A l’appui de sa demande, M. [K] fait valoir que depuis 2014, il était le supérieur hiérarchique de M. [Z]. Il est constant qu’à partir de juillet 2015, il est bien désigné comme chef de service et assure la hiérarchie de l’équipe de rédaction reportage ainsi qu’en atteste l’organigramme transmis par l’employeur. Il ressort des échanges de mails de décembre 2016 produite par l’employeur que les liens hiérarchiques au sein du service n’étaient pas toujours clairs et pour évaluer si M. [K] détenait une position hiérarchique, il y a lieu d’analyser les conditions d’exercice des fonctions des salariés.
Les deux attestations de M. [Z] et de M. [W] permettent de constater qu’avant sa désignation officielle comme chef de service, M. [K] assurait un rôle de « référent des journalistes reporter d’images (JRI) » et que pour la réalisation de reportages, il assurait la ligne éditoriale et supervisait la réalisation de reportages. Aucun élément ne justifie que M. [Z] ait disposé de la même position hiérarchique.
Ces conditions statutaires et la position hiérarchique des salariés permettent de caractériser l’existence d’une inégalité de traitement dont il appartint à l’employeur de justifier qu’elle est justifiée par des éléments objectifs.
L’employeur invoque une différence d’ancienneté de quelques mois comme élément justifiant une différence de traitement.
Il y a lieu toutefois de rappeler que l’ancienneté ne peut servir d’élément objectif pour justifier l’inégalité de traitement lorsqu’elle est déjà prise en compte par une prime d’ancienneté.

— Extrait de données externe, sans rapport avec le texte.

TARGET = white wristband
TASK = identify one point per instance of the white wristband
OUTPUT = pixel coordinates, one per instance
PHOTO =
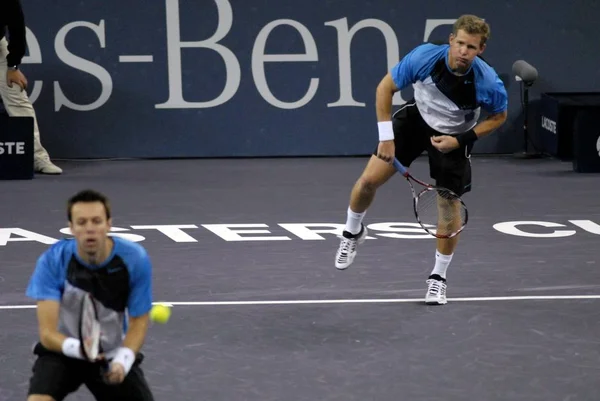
(386, 130)
(71, 347)
(126, 357)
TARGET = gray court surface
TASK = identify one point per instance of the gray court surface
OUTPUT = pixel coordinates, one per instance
(244, 251)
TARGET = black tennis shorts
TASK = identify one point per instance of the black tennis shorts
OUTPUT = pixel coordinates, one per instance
(412, 135)
(58, 376)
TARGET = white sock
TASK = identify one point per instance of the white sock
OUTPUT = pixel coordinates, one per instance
(354, 221)
(441, 264)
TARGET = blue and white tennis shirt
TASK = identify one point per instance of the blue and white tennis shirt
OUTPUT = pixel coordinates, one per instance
(122, 285)
(449, 103)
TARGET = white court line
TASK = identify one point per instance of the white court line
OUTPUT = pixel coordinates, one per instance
(350, 301)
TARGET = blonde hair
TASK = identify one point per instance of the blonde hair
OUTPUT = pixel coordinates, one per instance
(473, 25)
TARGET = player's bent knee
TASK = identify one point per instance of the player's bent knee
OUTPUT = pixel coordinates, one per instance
(39, 397)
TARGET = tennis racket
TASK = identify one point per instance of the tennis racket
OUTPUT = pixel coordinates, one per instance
(89, 331)
(440, 212)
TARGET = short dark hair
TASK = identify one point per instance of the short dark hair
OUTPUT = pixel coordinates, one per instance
(87, 196)
(473, 25)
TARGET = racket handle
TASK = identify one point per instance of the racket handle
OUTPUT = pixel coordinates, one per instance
(401, 169)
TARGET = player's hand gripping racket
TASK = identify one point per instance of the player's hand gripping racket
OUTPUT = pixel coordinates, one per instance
(89, 332)
(438, 210)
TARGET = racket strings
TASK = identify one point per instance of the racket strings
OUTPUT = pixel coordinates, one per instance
(441, 211)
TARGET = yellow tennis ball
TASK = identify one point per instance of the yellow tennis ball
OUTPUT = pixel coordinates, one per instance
(160, 313)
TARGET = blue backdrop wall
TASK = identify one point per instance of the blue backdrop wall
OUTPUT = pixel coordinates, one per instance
(213, 78)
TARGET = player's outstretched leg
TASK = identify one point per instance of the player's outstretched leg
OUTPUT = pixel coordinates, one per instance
(375, 174)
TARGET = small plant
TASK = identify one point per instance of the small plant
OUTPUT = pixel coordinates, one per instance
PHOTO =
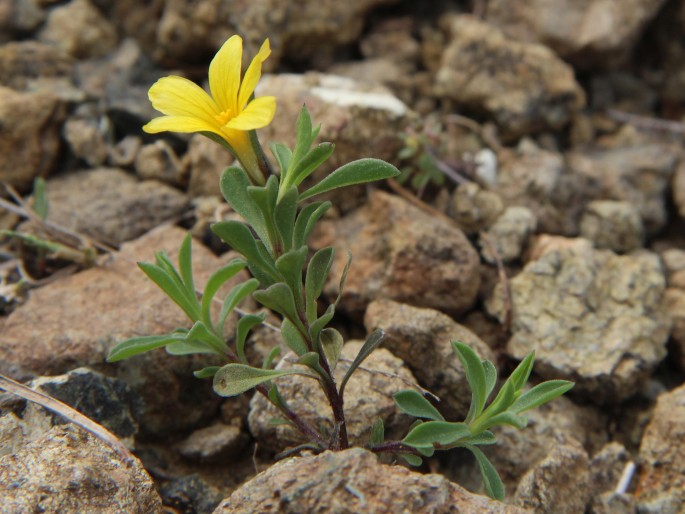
(278, 217)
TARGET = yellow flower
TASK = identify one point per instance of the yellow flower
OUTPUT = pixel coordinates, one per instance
(228, 113)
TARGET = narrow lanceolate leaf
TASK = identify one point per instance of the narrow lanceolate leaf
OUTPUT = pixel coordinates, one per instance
(317, 272)
(520, 375)
(475, 375)
(235, 379)
(413, 403)
(172, 289)
(540, 394)
(137, 345)
(355, 172)
(331, 344)
(293, 338)
(234, 184)
(218, 279)
(433, 433)
(371, 343)
(491, 480)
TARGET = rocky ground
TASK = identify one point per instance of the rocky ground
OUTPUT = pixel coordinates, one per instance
(543, 211)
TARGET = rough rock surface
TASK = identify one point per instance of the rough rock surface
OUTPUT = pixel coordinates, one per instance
(110, 205)
(508, 235)
(395, 257)
(55, 331)
(80, 29)
(353, 481)
(30, 126)
(422, 337)
(661, 481)
(368, 396)
(591, 33)
(524, 87)
(639, 175)
(613, 225)
(69, 471)
(591, 316)
(559, 484)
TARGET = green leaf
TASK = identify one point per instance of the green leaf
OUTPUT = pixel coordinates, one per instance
(234, 185)
(234, 379)
(313, 361)
(431, 433)
(137, 345)
(284, 217)
(293, 338)
(320, 323)
(306, 220)
(490, 377)
(236, 295)
(412, 460)
(290, 266)
(540, 394)
(317, 272)
(279, 298)
(314, 158)
(355, 172)
(413, 403)
(377, 433)
(185, 263)
(283, 155)
(372, 342)
(304, 135)
(520, 375)
(207, 372)
(40, 199)
(268, 361)
(475, 375)
(218, 279)
(239, 237)
(172, 289)
(491, 480)
(245, 324)
(331, 344)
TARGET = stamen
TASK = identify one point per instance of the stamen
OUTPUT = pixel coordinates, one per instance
(224, 117)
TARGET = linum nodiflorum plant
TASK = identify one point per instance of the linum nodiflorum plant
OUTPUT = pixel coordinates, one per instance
(279, 214)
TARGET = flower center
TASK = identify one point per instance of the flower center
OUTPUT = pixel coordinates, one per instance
(224, 117)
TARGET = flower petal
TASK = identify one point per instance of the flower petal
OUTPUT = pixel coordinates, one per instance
(258, 113)
(181, 124)
(178, 96)
(224, 74)
(253, 74)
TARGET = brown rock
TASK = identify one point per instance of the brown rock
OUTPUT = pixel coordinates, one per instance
(30, 125)
(560, 484)
(368, 396)
(79, 29)
(110, 205)
(422, 337)
(353, 481)
(403, 254)
(69, 471)
(591, 316)
(661, 481)
(590, 33)
(75, 321)
(524, 87)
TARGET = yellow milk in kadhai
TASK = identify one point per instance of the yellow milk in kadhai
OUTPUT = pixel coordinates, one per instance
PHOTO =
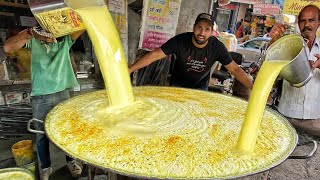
(168, 133)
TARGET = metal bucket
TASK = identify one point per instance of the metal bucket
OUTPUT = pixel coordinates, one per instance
(291, 48)
(22, 152)
(58, 16)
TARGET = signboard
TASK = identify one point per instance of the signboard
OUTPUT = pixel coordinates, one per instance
(117, 6)
(15, 3)
(159, 22)
(248, 1)
(28, 21)
(266, 9)
(118, 11)
(294, 6)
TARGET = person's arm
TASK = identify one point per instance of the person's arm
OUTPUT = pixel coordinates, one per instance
(316, 64)
(18, 41)
(147, 59)
(276, 32)
(74, 36)
(239, 74)
(73, 63)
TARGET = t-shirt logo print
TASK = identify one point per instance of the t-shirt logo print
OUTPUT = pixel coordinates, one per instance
(196, 65)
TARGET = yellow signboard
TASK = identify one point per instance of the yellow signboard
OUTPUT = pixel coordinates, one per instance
(15, 3)
(294, 6)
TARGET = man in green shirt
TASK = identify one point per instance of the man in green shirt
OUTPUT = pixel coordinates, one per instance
(51, 76)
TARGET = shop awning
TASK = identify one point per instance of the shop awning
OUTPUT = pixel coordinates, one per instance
(294, 6)
(266, 9)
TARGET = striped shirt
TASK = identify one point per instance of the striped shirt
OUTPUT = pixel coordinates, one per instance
(304, 102)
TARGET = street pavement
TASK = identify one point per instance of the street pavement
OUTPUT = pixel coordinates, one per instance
(294, 169)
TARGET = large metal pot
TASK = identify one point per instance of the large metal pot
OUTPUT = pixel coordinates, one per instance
(168, 133)
(291, 48)
(16, 173)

Or, dans les bulletins de salaire, la prime d’ancienneté des deux salariés diffère, celle attribuée à M.[K] s’élève à la somme de 396,94 €, pour un montant de 529,25 € pour M. [Z]. Ainsi, il apparaît que la différence d’ancienneté entre les deux salariées a déjà été prise en compte au travers de cette prime.
L’employeur invoque une différence née des situations à l’embauche et soutient que le décalage entre les salariés a perduré dans le temps en fonction de la progression des carrières de l’un et l’autre jusqu’à se croiser en 2015.
La cour constate qu’en 1999, M. [K] est embauché comme assistant journaliste reporteur d’images stagiaire avec un salaire 7540 Fr. De sa fiche RH, il résulte qu’il va être JRI en novembre 2000 et grand reporter en janvier 2013. Il ressort du contrat de travail de 1999, que M. [Z] est embauché en qualité de Journaliste reporteur images avec une rémunération de 182 000 Fr. sur 13 mois. Son profil LinkedIn démontre qu’il est grand reporter à partir de 2002.
Contrairement aux allégations de l’employeur, l’alignement des rémunérations aurait dû intervenir en cours d’exécution du contrat de travail lorsque les deux salariés ont acquis la qualité de grand reporter, l’expérience professionnelle acquise auprès d’un autre employeur ne pouvant générer de différence de traitement qu’au moment de l’embauche et pour autant qu’elle est en relation avec les exigences du poste.
Au vu de l’ensemble de ces éléments, l’inégalité de traitement invoqué par M. [K] est justifiée et il sera fait droit à la demande de rappel de salaire, contestée dans son principe mais pas dans son montant par l’employeur.
Sur la prise d’acte
La prise d’acte est un acte par lequel le salarié prend l’initiative de rompre son contrat de travail en imputant la responsabilité de cette rupture à son employeur, en raison de manquements de ce dernier à ses obligations, de nature à empêcher la poursuite du contrat de travail.
Il appartient au salarié qui prend acte de la rupture de son contrat de travail de démontrer les manquements reprochés à l’employeur.
En l’espèce M. [K] a pris acte de la rupture de son contrat de travail par un courrier en date du 8 mars 2017 et demande à ce qu’il produise les effets d’un licenciement sans cause réelle et sérieuse.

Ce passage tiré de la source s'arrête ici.